TT 1 - First Love?

118 20 0
                                    

Kisah ini terjadi sudah sangat lama, sekitar Lima belas tahun yang lalu. Apa benar perasaan cinta untuk lawan jenis sudah bisa dirasakan oleh anak kecil berusia tujuh tahun? Itu yang membuat ku berpikir keras hingga saat ini. Timbul nya rasa iri karena sebuah mainan baru yang dimiliki teman itu hal biasa bagi anak-anak. Tapi jika yang timbul justru perasaan tidak suka ketika melihat seseorang bermain dengan teman lainnya bagaimana?

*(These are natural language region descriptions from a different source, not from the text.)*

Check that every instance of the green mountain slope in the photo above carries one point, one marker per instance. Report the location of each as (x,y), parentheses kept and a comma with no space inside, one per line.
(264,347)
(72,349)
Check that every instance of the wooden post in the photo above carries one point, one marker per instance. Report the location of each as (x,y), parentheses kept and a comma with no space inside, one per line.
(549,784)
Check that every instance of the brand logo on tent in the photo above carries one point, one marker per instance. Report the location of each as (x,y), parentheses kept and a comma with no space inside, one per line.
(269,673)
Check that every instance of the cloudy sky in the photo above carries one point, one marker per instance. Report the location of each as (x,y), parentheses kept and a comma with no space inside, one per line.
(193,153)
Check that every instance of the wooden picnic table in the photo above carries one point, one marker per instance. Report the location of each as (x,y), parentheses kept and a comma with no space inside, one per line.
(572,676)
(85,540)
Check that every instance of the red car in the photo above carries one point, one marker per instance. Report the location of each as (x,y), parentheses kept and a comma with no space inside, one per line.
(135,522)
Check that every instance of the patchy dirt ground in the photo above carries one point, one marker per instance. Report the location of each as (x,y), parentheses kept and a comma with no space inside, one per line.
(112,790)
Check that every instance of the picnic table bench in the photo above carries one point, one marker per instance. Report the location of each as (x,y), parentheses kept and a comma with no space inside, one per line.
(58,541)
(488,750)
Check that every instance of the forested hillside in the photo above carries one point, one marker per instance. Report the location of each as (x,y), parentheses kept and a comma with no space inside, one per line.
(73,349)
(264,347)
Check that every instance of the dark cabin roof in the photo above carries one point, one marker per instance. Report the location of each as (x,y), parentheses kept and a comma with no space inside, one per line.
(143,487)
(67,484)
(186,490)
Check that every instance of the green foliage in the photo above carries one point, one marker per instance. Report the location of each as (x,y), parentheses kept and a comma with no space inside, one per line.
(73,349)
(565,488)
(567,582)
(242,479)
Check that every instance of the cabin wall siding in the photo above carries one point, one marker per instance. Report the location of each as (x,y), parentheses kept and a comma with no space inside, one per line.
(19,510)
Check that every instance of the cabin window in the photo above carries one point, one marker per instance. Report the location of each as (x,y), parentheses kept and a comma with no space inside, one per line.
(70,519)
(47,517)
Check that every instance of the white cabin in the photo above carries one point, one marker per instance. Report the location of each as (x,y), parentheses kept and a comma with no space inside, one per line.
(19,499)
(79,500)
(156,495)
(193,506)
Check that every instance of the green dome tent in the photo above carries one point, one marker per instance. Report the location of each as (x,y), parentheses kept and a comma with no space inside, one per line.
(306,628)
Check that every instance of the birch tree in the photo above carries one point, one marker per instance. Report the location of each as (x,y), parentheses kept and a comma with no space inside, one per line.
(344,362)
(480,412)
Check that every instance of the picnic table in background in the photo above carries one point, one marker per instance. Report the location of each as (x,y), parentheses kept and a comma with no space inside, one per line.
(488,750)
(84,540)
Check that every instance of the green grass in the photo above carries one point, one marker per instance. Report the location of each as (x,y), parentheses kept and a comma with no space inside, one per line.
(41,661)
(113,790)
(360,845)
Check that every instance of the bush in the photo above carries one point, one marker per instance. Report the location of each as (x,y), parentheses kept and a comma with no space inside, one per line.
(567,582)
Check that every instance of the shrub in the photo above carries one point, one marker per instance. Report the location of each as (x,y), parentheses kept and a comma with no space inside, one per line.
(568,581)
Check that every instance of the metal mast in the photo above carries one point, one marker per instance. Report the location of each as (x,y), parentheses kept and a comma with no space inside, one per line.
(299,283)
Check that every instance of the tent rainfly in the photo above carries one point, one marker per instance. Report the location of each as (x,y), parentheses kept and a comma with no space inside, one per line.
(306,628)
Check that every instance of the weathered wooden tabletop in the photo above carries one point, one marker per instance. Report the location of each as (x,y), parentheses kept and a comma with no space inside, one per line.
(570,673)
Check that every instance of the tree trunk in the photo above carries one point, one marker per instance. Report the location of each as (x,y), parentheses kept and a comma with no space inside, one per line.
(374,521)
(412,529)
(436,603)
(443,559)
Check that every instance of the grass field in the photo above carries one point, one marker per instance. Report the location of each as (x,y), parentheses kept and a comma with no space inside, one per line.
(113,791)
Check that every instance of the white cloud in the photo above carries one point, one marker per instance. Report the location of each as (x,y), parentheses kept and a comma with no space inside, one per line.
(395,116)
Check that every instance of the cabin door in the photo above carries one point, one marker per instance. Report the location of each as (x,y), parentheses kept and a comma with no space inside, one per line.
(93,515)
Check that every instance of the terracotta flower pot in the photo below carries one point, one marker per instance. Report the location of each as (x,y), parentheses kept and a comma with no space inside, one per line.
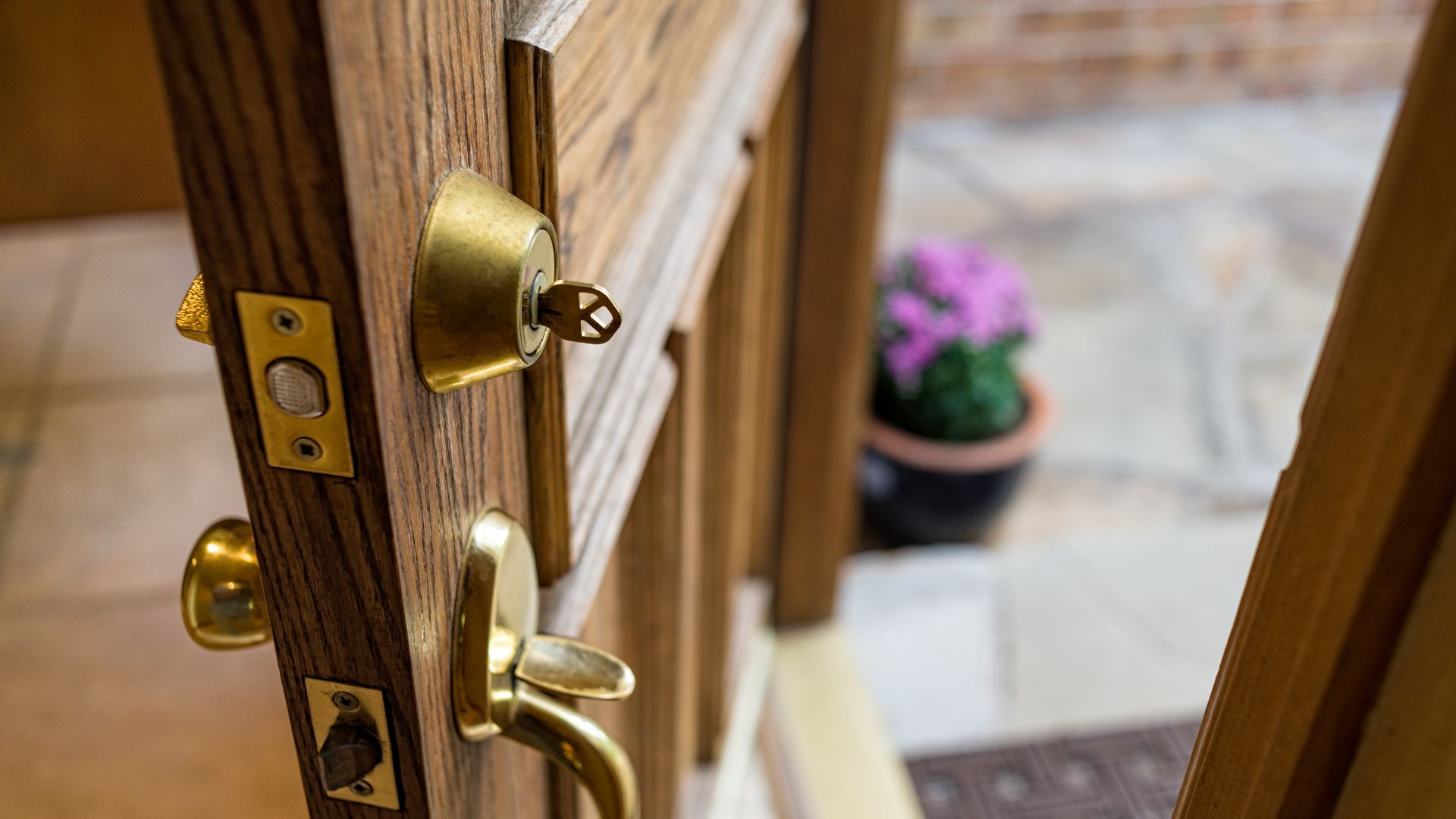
(927,491)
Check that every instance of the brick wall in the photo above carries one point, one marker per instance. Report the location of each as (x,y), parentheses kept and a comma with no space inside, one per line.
(1027,55)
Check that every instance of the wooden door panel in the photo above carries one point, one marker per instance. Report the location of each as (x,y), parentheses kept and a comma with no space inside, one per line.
(650,229)
(310,139)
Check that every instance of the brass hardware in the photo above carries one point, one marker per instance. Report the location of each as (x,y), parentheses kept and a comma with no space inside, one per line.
(353,739)
(498,656)
(297,385)
(487,293)
(223,608)
(194,321)
(221,592)
(294,371)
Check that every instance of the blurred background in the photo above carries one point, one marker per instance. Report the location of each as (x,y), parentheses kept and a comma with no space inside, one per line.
(1180,184)
(1168,190)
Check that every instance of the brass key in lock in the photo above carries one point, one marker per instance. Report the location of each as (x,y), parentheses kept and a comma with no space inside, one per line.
(487,297)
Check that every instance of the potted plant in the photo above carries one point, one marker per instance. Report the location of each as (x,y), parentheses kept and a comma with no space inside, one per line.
(954,423)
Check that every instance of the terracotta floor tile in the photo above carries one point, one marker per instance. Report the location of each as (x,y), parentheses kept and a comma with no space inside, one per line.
(130,283)
(114,713)
(117,491)
(34,278)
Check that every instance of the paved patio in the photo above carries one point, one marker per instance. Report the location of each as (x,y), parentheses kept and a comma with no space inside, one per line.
(1185,262)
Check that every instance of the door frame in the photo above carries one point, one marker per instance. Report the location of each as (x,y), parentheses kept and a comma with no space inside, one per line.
(310,139)
(1365,502)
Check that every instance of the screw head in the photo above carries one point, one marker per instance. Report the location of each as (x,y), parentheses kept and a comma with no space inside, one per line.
(308,449)
(286,321)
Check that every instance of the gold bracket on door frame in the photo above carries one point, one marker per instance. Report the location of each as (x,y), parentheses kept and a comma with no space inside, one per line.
(289,331)
(293,365)
(331,703)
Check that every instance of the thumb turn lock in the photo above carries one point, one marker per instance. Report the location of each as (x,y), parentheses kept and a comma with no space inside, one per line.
(501,668)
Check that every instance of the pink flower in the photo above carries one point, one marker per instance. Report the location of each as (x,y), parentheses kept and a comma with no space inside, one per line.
(943,292)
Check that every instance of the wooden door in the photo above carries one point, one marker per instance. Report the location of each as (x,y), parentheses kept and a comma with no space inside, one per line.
(664,140)
(1334,694)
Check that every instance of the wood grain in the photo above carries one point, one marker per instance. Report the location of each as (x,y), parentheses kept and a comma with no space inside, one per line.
(566,604)
(851,71)
(85,127)
(533,177)
(670,240)
(312,137)
(1362,506)
(622,133)
(777,148)
(1407,760)
(620,77)
(727,331)
(647,615)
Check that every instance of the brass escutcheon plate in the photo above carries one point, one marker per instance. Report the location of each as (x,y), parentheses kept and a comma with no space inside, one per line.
(289,327)
(370,713)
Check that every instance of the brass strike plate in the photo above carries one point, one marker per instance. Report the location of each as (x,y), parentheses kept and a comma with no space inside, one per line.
(290,340)
(383,790)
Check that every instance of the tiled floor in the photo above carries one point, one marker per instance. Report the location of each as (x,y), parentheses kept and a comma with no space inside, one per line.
(114,453)
(1185,262)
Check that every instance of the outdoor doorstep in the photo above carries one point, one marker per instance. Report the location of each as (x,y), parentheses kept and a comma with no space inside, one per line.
(117,491)
(968,646)
(1075,665)
(924,629)
(1177,588)
(112,711)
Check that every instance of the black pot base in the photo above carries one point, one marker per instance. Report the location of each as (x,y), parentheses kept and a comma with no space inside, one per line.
(910,506)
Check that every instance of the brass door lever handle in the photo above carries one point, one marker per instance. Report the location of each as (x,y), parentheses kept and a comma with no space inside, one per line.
(498,659)
(500,667)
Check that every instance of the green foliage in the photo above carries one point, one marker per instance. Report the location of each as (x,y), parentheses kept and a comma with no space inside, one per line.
(965,394)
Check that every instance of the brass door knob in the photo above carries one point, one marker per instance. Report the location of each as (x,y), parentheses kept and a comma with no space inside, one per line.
(500,661)
(221,592)
(487,297)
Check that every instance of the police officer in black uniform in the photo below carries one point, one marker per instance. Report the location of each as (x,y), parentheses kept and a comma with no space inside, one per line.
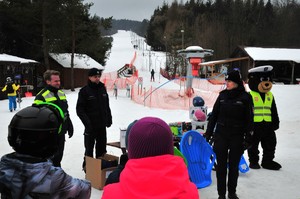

Sebut saja dia Arya, kami hanya beda usia satu tahun dan tentunya aku yang lebih muda. Hampir setiap hari kami bermain bersama, tidak hanya berdua karena Arya memiliki adik perempuan yang sangat manis. Nisa namanya, usianya satu tahun dibawahku. Itu adalah masa yang paling menyenangkan sekaligus menyebalkan bagiku. Kenapa menyebalkan? Pasalnya, jika Arya bermain dengan Virgo, Andra, Lukman, dan Aziz, aku biasa saja. Tidak ada seperti perasaan was-was atau bagaimana. Tetapi saat Felya salah satu teman kami ikut bergabung, entah kenapa saat itu mood bermainku hancur, rasanya seperti ingin pulang saja.

"Kak Shaila kenapa? ayo main bareng-bareng" Nisa ternyata memperhatikan perubahanku saat itu. Lalu Arya dan Felya turut melihat kearahku.

"Kenapa, La?" aku hanya menjawab dengan gelengan atas pertanyaan Nisa dan Arya.

Entahlah.. dalam pikiranku hanya terlintas rumah, rumah, dan rumah. Aku ingin segera pulang, tapi disisi lain seperti enggan meninggalkan Arya dan Nisa bersama Felya disana. Ingatan itu terputar jelas hingga saat ini, membuat aku bertanya-tanya perasaan macam apa itu. Kalau iri, seharusnya tidak hanya dengan Felya saja bukan? Cemburu karena aku menyukai Arya? Astaga.. yang benar saja.

~oOo~

Di hari yang lain, kembali lagi kami main bersama. Saat itu sehabis hujan lebat, karena jalanan di desa ku banyak yang rusak, jadi mengakibatkan genangan air di mana-mana. Pernahkah kalian melihat anak kecil membawa mobil-mobilan yang di tarik menggunakan tali rafia? Seperti itu lah Aku, Arya dan Nisa di hari itu. Tiga anak kecil berjalan iring-iringan sambil menarik mobil-mobilan truk. Di genangan itu kami bermain dengan riang nya. Seolah-olah mobil mainan itu adalah mobil sungguhan yang sedang melawan arus banjir dengan bermuatan tanah lumpur.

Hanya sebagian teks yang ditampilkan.